Growth constrained by supply chain disruptions, labor shortages

Supply chain bottlenecks and a worsening labor shortage threatened to undermine the U.S. economic recovery from the coronavirus pandemic this fall, according to a new Federal Reserve report. 

In its region-by-region roundup of anecdotal information known as the Beige Book, the Fed reported that while economic activity increased at a "modest to moderate pace" in most of its 12 districts during the October through November period that the report covers, growth was hindered by severe disruptions in the global supply chain and a lack of available workers. 


"Several Districts noted that despite strong demand, growth was constrained by supply chain disruptions and labor shortages," the Fed said. "Outlooks for near-term economic activity remained positive, overall, but some Districts noted increased uncertainty and more cautious optimism than in previous months."

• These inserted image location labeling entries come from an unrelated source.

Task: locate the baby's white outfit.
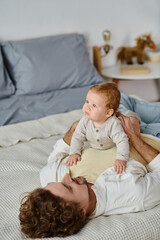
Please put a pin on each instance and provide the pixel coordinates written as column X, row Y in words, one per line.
column 111, row 133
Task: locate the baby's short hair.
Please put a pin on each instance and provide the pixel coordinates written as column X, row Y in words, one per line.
column 111, row 93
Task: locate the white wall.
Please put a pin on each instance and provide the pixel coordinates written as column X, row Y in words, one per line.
column 126, row 19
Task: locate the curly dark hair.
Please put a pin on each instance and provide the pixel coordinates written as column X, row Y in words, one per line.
column 43, row 214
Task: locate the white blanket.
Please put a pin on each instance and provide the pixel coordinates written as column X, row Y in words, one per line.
column 24, row 150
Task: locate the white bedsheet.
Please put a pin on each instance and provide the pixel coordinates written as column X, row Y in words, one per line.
column 24, row 149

FILE - In this Sept. 30, 2021, file photo, Federal Reserve Chairman Jerome Powell testifies during a House Financial Services Committee hearing on Capitol Hill in Washington.  (Sarah Silbiger/Pool Photo via AP, File / Associated Press)

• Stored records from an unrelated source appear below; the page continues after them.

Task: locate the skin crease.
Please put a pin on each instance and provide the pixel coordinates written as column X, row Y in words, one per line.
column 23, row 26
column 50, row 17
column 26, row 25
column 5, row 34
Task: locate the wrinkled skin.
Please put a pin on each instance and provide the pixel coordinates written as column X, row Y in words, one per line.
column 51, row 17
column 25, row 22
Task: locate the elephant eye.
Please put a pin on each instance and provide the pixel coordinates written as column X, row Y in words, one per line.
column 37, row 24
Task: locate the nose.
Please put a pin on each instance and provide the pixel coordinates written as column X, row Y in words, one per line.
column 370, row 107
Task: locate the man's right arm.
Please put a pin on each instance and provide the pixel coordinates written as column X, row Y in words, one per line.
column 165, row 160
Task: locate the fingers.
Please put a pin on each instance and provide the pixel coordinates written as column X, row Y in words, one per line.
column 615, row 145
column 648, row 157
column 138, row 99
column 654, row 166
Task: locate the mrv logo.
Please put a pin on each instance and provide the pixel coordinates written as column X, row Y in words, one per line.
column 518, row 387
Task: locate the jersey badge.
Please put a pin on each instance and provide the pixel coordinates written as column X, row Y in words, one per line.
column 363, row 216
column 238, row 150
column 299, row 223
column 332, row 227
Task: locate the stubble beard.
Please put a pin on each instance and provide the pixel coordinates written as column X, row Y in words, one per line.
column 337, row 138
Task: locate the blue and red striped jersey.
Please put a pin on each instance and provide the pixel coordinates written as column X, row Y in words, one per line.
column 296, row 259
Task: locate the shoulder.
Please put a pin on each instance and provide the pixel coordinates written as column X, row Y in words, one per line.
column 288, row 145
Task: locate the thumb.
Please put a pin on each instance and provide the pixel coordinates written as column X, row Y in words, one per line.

The Beige Book also found that prices rose at a "moderate to robust pace" in most districts, an increase fueled by rising demand for consumer goods and raw materials. Cost increases were widespread across industries and were largely driven by demand for raw materials, logistical challenges and labor market tightness. Strong demand generally allowed businesses to raise prices with little pushback from customers. 

In some cases, the widespread availability of inputs – notably semiconductors and certain steel products – actually led to the easing of some price pressures.

A man fuels a car at a gas station in New York, on Oct. 13, 2021. (Xinhua via Getty Images / Getty Images)

Inflation has accelerated as the economy recovers from last year's brief but extremely severe recession. Jerome Powell, the chairman of the U.S. central bank, has largely attributed the spike in consumer prices to pandemic-induced disruptions in the supply chain, a shortage of workers that's pushed wages higher and a wave of pent-up consumers flush with stimulus cash.

But he has shifted his stance in recent days, telling lawmakers on Wednesday that the risks of higher inflation have "moved up," and that the Fed is considering speeding up the reduction in its monthly bond purchases to combat rising consumer prices.


"At this point, the economy is very strong, and inflationary pressures are high," Powell said while testifying before Congress. "It is therefore appropriate in my view to consider wrapping up the taper of our asset purchases, which we actually announced at our November meeting, perhaps a few months sooner."